Título: Corte de juros sai da geladeira
Autor: Lúcia Kassai, Silmara Cossolino e Mariana Carneiro
Fonte: Jornal do Brasil, 26/08/2005, Economia & Negócios, p. A17

O Banco Central emitiu, enfim, sinais de que deve começar a afrouxar os juros em setembro, pela primeira vez em um ano e cinco meses. Desde maio, a Selic (taxa básica da economia e que remunera os títulos públicos) está fixada em 19,75% ao ano. A ata da reunião do Comitê de Política Monetária (Copom) da semana passada eliminou um trecho recorrente nos últimos meses - ''perspectiva de manutenção da taxa por um período suficientemente longo'' -, o que foi interpretado por analistas do mercado financeiro como um sinal de corte de juros pela frente. No documento, o Copom visualiza um cenário positivo para a inflação futura, o que indica que será menos rígido no próximo encontro, possibilitando o início da trajetória de queda. O mercado aposta que a Selic caia 0,5 ponto percentual já no próximo mês, conforme a última pesquisa feita com 100 instituições financeiras pelo BC, o chamado boletim Focus.

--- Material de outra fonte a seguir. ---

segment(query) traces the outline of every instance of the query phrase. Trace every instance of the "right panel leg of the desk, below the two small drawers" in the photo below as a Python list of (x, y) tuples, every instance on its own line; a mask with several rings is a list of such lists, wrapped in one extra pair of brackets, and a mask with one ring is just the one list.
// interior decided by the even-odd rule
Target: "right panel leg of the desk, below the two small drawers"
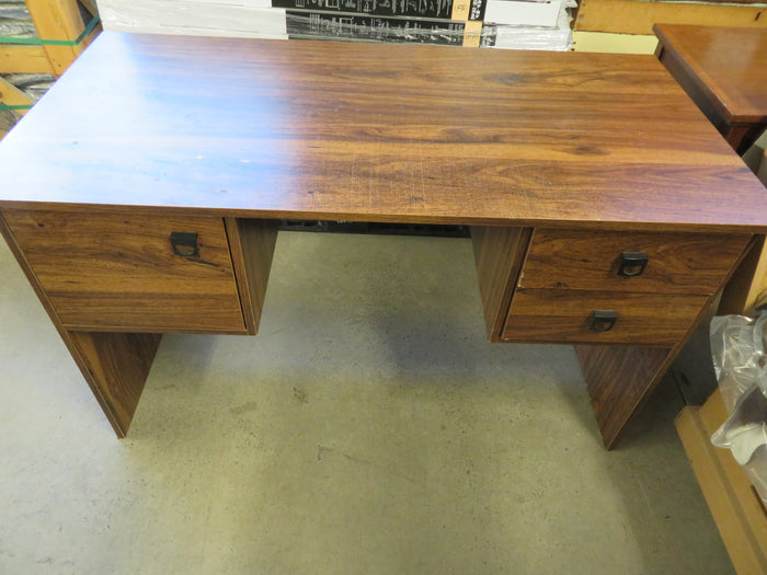
[(575, 346), (607, 449), (653, 392), (673, 359), (667, 347)]

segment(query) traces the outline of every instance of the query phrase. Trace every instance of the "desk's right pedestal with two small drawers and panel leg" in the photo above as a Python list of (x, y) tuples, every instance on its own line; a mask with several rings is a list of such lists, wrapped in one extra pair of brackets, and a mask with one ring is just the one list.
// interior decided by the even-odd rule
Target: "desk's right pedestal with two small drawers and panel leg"
[(616, 445), (751, 235), (474, 228), (491, 342), (572, 343)]

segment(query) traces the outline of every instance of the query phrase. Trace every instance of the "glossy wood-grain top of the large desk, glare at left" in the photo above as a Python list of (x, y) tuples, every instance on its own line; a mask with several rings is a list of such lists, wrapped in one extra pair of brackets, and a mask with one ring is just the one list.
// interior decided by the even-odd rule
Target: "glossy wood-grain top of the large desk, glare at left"
[(106, 32), (0, 174), (0, 208), (767, 230), (652, 56)]

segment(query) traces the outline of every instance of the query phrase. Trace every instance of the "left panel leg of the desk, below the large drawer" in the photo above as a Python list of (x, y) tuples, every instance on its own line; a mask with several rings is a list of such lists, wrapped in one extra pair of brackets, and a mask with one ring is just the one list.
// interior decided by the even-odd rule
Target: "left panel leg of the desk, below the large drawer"
[(62, 336), (115, 433), (125, 437), (162, 334), (65, 332)]

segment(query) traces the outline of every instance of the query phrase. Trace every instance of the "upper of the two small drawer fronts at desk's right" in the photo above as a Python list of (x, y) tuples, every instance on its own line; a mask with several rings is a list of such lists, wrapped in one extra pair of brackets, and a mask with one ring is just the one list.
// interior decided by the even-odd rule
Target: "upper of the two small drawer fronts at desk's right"
[[(711, 295), (749, 239), (751, 235), (536, 229), (518, 286)], [(641, 275), (619, 275), (623, 252), (648, 255)], [(637, 271), (626, 268), (628, 273)]]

Mas a mudança de trajetória não altera o cenário previsto para este ano. O crescimento da economia ficará no meio do caminho, como admitiu o presidente Luiz Inácio Lula da Silva ontem.

- O resultado deste ano não será nenhuma Brastemp - disse, usando a referência ao antigo comercial de geladeiras.

Para Roberto Padovani, sócio da consultoria Tendências, os efeitos positivos de um alívio na taxa de juros só aparecerão no ano que vem.

- O processo de corte da Selic nos dá mais informações sobre o comportamento da economia em 2006 do que neste ano - avalia. - A confiança em um cenário positivo anima empresas e consumidores, mas o impacto na atividade demora mais a aparecer.

A expectativa oficial é de que o país cresça este ano 2,8%. Para o economista Kenneth Rogoff, professor da Universidade de Harvard e ex-chefe do Departamento Econômico do Fundo Monetário Internacional (FMI), que veio ao Brasil participar de seminário sobre derivativos, a expansão projetada do Produto Interno Bruto está muito aquém do que o país poderia obter.

- A previsão de aumento do PIB é desapontadora. Dadas as atuais condições econômicas e estruturais, o Brasil tem todas as condições de crescer 6% ou 7% - diz.

Para o especialista, a culpa é de questões estruturais, como leis trabalhistas arcaicas, gastos excessivos do governo e o que chamou de ''protecionismo'' no comércio internacional. Rogoff reconheceu, contudo, avanços como a nova Lei de Falências.

- Ainda assim, o país precisa reduzir sua dívida pública em relação ao PIB para adquirir grau de investimento e atrair mais capitais.

Mas a política monetária não passou ilesa no seminário. Para outro convidado, o economista americano Paul Krugman, professor da Universidade de Princeton e colunista do The New York Times, já há espaço para a redução da taxa básica de juros sem risco em termos de inflação.

- Os riscos de ser agressivo nos cortes de juros não são iguais aos de anos atrás. Não estamos em uma situação em que o mercado vai dizer que vamos entrar num ciclo de hiperinflação - afirmou.

Krugman se disse surpreso com a última decisão do Copom, que em agosto manteve pelo terceiro mês seguido a taxa Selic.

- Não faz sentido manter juros nessas alturas. É inexplicável - criticou o economista.

Brasileiros presentes ao evento também não economizaram nas críticas às altas taxas de juros praticadas no país.

- Está aberta a porta para uma queda nas taxas no próximo mês. O desejável seria 0,5 ponto, mas acredito que o possível é de 0,25. Agora, juro não é o único mecanismo de controle inflacionário e, num cenário com taxas menores, haverá espaço para a utilização de outros instrumentos importantes (pelo governo) que podem ter efeito na demanda também - disse Paulo Leme, diretor de pesquisa de mercados emergentes do banco Goldman Sachs.

Como exemplo, ele defendeu a elevação do superávit primário de 4,25% para 5% do PIB, a redução do déficit da Previdência, a abertura comercial da economia e a correção da relação ''desequilibrada'' entre a política expansionista de crédito e a definição da taxa Selic. Nos últimos 12 meses, a oferta de crédito popular deu saltos acompanhando as taxas no mercado.